Journal List > J Korean Med Sci > v.19(1) > 1019728

Kim, Jin, Kang, Jung, Kim, Kim, Lee, Oh, Kim, Peck, and Song: Therapeutic Efficacy of Meropenem for Treatment of Experimental Penicillin-Resistant Pneumococcal Meningitis

Abstract

With the widespread emergence of antimicrobial resistance, combination regimens of ceftriaxone and vancomycin (C+V) or ceftriaxone and rifampin (C+R) are recommended for empirical treatment of pneumococcal meningitis. To evaluate the therapeutic efficacy of meropenem (M), we compared various treatment regimens in arabbit model of meningitis caused by penicillin-resistant Streptococcus pneumoniae (PRSP). Therapeutic efficacy was also evaluated by the final bacterial concentration in the cerebrospinal fluid (CSF) at 24 hr. Each group consisted of six rabbits. C+V cleared the CSF at 10 hr, but regrowth was noted in 3 rabbits at 24 hr. Meropenem monotherapy resulted in sterilization at 10 hr, but regrowth was observed in all 6 rabbits at 24 hr. M+V also resulted in sterilization at 10 hr, but regrowth was observed in 2 rabbits at 24 hr. M+V was superior to the meropenem monotherapy at 24 hr (reduction of 4.8 vs. 1.8 log10 cfu/mL, respectively; p=0.003). The therapeutic efficacy of M+V was comparable to that of C+V (reduction of 4.8 vs. 4.0 log10 cfu/mL, respectively; p=0.054). The meropenem monotherapy may not be a suitable choice for PRSP meningitis, while combination of meropenem and vancomycin could be a possible alternative in the treatment of PRSP meningitis.

INTRODUCTION

Antimicrobial resistance in Streptococcus pneumoniae has become a serious concern throughout the world (1, 2). The prevalence of pneumococcal resistance was reported to be high in some Asian countries, western Europe, South Africa and the southern part of the United States (3-5). According to the increasing prevalence of in vitro pneumococcal resistance, therapeutic options for pneumococcal infections have been changed. Pneumococcus is the most common cause of acute bacterial meningitis in adults, and the mortality rate of pneumococcal meningitis is as high as about 25-30% (6, 7). For pneumococcal meningitis, treatment failure of a single-drug regimen such as penicillin, chloramphenicol, third-generation cephalosporins, and vancomycin has been frequently reported (8-11). The combination regimen of ceftriaxone and vancomycin or ceftriaxone plus rifampin is recommended for empirical treatment of pneumococcal meningitis, especially in countries with a high prevalence of resistance (12-14).
Meropenem, which has an excellent anti-pneumococcal activity and less potential for seizure, could be one of the candidate regimens for pneumococcal meningitis (15).
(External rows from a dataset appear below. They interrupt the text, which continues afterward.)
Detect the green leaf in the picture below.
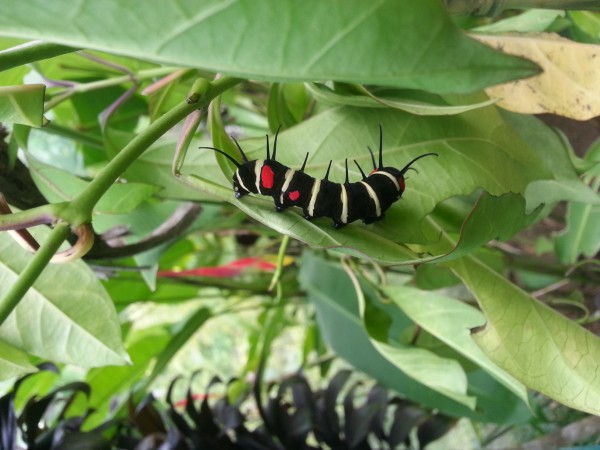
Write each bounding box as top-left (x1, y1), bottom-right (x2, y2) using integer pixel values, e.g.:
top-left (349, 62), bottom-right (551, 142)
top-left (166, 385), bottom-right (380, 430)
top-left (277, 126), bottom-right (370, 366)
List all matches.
top-left (307, 83), bottom-right (497, 116)
top-left (452, 256), bottom-right (600, 414)
top-left (525, 180), bottom-right (600, 211)
top-left (143, 307), bottom-right (212, 389)
top-left (555, 163), bottom-right (600, 264)
top-left (0, 229), bottom-right (129, 367)
top-left (196, 103), bottom-right (556, 263)
top-left (569, 11), bottom-right (600, 42)
top-left (124, 141), bottom-right (227, 200)
top-left (0, 339), bottom-right (37, 381)
top-left (431, 192), bottom-right (539, 263)
top-left (0, 0), bottom-right (537, 92)
top-left (86, 327), bottom-right (171, 428)
top-left (383, 286), bottom-right (528, 404)
top-left (473, 9), bottom-right (565, 34)
top-left (0, 84), bottom-right (46, 127)
top-left (300, 252), bottom-right (502, 420)
top-left (29, 158), bottom-right (160, 214)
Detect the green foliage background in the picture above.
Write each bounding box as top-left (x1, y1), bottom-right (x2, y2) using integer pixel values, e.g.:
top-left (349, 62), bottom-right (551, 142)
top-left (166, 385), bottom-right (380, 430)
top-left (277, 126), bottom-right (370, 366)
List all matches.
top-left (0, 0), bottom-right (600, 442)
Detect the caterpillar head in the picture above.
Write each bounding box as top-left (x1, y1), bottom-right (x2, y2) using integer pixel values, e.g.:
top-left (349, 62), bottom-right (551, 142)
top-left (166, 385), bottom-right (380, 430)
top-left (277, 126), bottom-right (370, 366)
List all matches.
top-left (232, 164), bottom-right (255, 199)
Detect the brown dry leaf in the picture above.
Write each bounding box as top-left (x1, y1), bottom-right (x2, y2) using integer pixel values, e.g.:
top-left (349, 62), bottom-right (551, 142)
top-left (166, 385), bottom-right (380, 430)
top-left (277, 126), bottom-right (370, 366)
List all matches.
top-left (472, 33), bottom-right (600, 120)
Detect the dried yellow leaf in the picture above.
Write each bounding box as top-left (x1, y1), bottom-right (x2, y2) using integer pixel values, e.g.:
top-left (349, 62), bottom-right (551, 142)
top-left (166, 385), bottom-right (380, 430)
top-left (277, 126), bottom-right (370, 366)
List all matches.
top-left (473, 33), bottom-right (600, 120)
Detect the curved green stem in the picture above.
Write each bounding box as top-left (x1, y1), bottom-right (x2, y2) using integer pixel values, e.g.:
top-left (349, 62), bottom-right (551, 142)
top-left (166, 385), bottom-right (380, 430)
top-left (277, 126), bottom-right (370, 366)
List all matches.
top-left (0, 77), bottom-right (242, 325)
top-left (0, 204), bottom-right (68, 231)
top-left (63, 77), bottom-right (241, 226)
top-left (0, 223), bottom-right (71, 324)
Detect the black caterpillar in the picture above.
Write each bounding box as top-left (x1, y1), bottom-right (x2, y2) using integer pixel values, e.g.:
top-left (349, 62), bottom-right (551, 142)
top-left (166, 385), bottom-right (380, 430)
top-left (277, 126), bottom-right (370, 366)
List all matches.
top-left (200, 126), bottom-right (437, 228)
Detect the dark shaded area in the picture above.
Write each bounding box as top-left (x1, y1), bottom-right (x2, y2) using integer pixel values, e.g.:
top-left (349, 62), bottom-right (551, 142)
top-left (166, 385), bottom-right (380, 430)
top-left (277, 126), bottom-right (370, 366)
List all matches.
top-left (0, 124), bottom-right (47, 209)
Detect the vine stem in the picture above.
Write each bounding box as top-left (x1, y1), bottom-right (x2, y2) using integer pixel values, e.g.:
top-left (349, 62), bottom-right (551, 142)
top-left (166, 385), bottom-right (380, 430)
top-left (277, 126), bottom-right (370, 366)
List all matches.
top-left (0, 77), bottom-right (242, 325)
top-left (0, 222), bottom-right (71, 324)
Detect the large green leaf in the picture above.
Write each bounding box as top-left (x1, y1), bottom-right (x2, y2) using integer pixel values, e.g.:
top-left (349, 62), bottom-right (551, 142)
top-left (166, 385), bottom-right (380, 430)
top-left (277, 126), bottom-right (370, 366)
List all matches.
top-left (384, 286), bottom-right (528, 403)
top-left (555, 145), bottom-right (600, 264)
top-left (29, 158), bottom-right (160, 214)
top-left (452, 256), bottom-right (600, 414)
top-left (0, 229), bottom-right (129, 367)
top-left (300, 253), bottom-right (520, 422)
top-left (0, 84), bottom-right (46, 127)
top-left (0, 0), bottom-right (537, 92)
top-left (198, 103), bottom-right (564, 263)
top-left (0, 340), bottom-right (37, 381)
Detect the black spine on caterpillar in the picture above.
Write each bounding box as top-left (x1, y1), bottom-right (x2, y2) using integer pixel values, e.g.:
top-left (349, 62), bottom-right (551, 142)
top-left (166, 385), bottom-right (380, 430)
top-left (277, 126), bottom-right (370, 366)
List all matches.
top-left (201, 126), bottom-right (437, 228)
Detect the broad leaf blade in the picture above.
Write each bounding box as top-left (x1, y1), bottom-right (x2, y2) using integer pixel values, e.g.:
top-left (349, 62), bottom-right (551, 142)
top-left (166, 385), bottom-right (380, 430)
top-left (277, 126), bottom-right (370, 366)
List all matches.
top-left (452, 257), bottom-right (600, 414)
top-left (29, 158), bottom-right (160, 214)
top-left (0, 84), bottom-right (46, 127)
top-left (300, 254), bottom-right (502, 420)
top-left (0, 230), bottom-right (129, 367)
top-left (0, 0), bottom-right (537, 92)
top-left (384, 286), bottom-right (528, 403)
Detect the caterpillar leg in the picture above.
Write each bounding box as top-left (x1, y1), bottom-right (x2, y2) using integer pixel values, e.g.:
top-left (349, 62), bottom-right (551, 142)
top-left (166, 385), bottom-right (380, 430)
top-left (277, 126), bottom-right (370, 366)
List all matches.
top-left (363, 213), bottom-right (385, 225)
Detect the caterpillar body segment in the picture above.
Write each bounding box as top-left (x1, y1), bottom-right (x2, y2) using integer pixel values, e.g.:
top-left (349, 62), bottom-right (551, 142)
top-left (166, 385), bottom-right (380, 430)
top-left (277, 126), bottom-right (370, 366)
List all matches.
top-left (203, 127), bottom-right (437, 228)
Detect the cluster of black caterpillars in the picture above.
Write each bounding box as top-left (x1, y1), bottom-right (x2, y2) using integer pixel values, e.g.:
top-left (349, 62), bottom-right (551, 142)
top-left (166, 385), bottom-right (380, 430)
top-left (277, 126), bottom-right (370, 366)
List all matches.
top-left (202, 126), bottom-right (437, 228)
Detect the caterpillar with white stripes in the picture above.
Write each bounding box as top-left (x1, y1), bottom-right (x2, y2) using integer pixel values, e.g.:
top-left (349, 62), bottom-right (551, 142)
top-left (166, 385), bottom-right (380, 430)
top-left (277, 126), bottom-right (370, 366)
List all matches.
top-left (200, 126), bottom-right (437, 228)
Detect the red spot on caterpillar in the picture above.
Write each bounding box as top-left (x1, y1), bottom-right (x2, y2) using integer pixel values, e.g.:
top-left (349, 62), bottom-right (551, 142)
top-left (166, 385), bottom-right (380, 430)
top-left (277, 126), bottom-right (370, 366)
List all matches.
top-left (260, 164), bottom-right (275, 189)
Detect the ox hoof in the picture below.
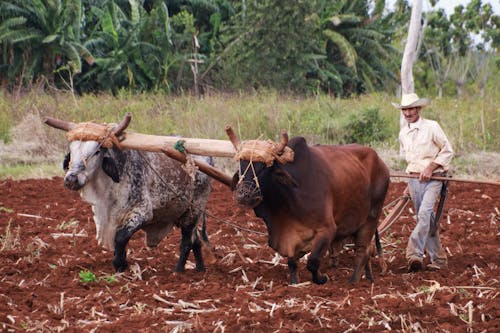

However, there have been only a few studies on the therapeutic efficacy of meropenem or a meropenem-based regimen in the treatment of penicillin-resistant pneumococcal meningitis (16-19). We have herein evaluated the therapeutic efficacy of meropenem monotherapy and the combination of meropenem plus vancomycin for meningitis using a rabbit model of meningitis caused by penicillin-resistant S. pneumoniae (PRSP).

MATERIALS AND METHODS

Bacterial strain

A highly penicillin- and cephalosporin-resistant strain of S. pneumoniae, originally isolated from a 55-yr-old Korean patient with pneumococcal meningitis, was used in this study. The strain was grown overnight on blood agar. The plates were flooded with phosphate-buffered saline and aliquots of the resultant suspension were frozen at -70℃. Aliquots were thawed and diluted to a concentration of 5×107 cfu/mL, and 0.5 mL of this was injected intracisternally into each rabbit. The minimum inhibitory concentrations (MICs) of antibiotics were determined by broth microdilution with Mueller-Hinton broth supplemented with 3% lysed horse blood. The minimum bactericidal concentrations (MBCs) were determined by plating 10-µL aliquots from clear microtiter wells onto blood agar. The MICs and MBCs were as follows: penicillin 2 µg/mL and 4 µg/mL, ceftriaxone 4 µg/mL and 8 µg/mL, vancomycin 0.5 µg/mL and 0.5 µg/mL, rifampin 0.12 µg/mL and 0.25 µg/mL, and meropenem 0.5 µg/mL and 0.5 µg/mL, respectively (Table 1). This strain was intermediately-resistant to meropenem, while it was susceptible to vancomycin (MIC 0.5 µg/mL) and rifampin (MIC 0.12 µg/mL) (20).

Antimicrobial therapy

Seven treatment groups were evaluated: ceftriaxone (100 mg/kg), vancomycin (20 mg/kg), rifampin (15 mg/kg), meropenem (125 mg/kg), ceftriaxone plus vancomycin, ceftriaxone plus rifampin, and meropenem plus vancomycin. Each antibiotic was given intravenously twice at a 5-hr interval, except ceftriaxone which was given once. Each treatment group consisted of six rabbits. Untreated controls (3 rabbits) received saline alone.

Rabbit meningitis model

We used the rabbit model originally described by Dacey and Sande (21). The study protocol was approved by the Institutional Animal Care and Use Committee. Young male New Zealand White rabbits weighing 2.5 to 3.0 kg were anesthetized by intramuscular injections of ketamine (40 mg/kg) and xylazine (15 mg/kg) and were immobilized for the induction of meningitis and sampling of cerebrospinal fluid (CSF). An inoculum that contained approximately 107 cfu of multidrug resistant pneumococci was directly injected into the cisterna magna through a spinal needle. Eighteen to twenty hours after the intracisternal injection of the pneumococcal inoculum, CSF was withdrawn and antimicrobial agents were administered through a peripheral ear vein. A second dose of each agent, except for ceftriaxone that was given once, was given five hours later. Untreated and treated animals were euthanized 26 and 40 hr after intracisternal inoculation, respectively.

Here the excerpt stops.